Today I want to capture some moments from the past week:
--On Thursday, I switched from my NPR station which has begun annual fundraising. I heard the KISS song "Beth" for the first time in years, perhaps decades. I sang along as if no time had passed at all. Why does my brain store such minutiae? I also heard the ending differently. I now see this song as an artist struggling with the balance of commitment to the band, to the song, and to the one at home who waits. At the end of the song, the band will be playing all night. The singer has chosen the band over Beth. In my younger years of listening to the power ballad, I don't think I fully realized that.
--I have been using my critical facilities for more than simple pop songs. I continue to be so very impressed with what Marge Piercy managed to capture in her novel Vida: the intersection of politics, gender, history--and such wonderful descriptions of food. Piercy was one of my all-time favorite writers when I was in undergraduate school, and I'm glad that her work holds up.
--I'm struck by how many writers I've revisited this year--and how much I still enjoy their work.

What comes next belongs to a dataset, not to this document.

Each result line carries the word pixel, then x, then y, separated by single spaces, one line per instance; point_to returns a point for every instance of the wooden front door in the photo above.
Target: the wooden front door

--I've gotten writing of my own done this week. Never enough. I am not that singer of "Beth," choosing art over all other commitments. But it is good to write and good to send packets of writing out into the world.
--Let me also remember the trauma of September that continues to ripple through the weeks. For us, it was Hurricane Irma, but Hurricane Maria haunts me too. I predict that we will see Hurricane Maria as prompting a huge migration that will change Puerto Rico, Florida, and points beyond in ways that we don't fully understand right now.
--We had another visit from the insurance adjuster yesterday--the flood insurance adjuster. We had some puddles of water in the front bedroom, but the adjuster wondered if there was some way to assess if the underside of the house was damaged. We have a board that my spouse put in place to replace the rotting wood that was revealed when the huge fish tank was removed. He pulled up that board to reveal that we still have 6 inches of water under the house--one month after the storm.
--Earlier, I spoke to another insurance representative, this time from the wind policy company. He asked me to tell him about the damage, so I did. He said in a quiet, awed voice, "Wow. You had a lot of damage."
--It's no wonder that I've been feeling overwhelmed at points--we have all this damage, and yet life goes on, at a hectic pace. I am not kidding when I say that this storm has made me rethink many of my life choices--I would say "all of my life choices," but the sensible part of me only lets my brain go back so many years--that way madness lies. Even rethinking the move to this neighborhood only makes a certain amount of sense; I don't have a time machine, after all. Many of the decisions that I've made I might make differently, with the benefit of hindsight.
--And yet, I'm also aware that we're lucky. We have floors under our feet. We solved the rain coming through the walls and ceiling in the laundry room. No one is counting on us for the cottage's return to normal.
--We may look back and see this storm as the precipitating incident that propelled us to a good place. It has happened before.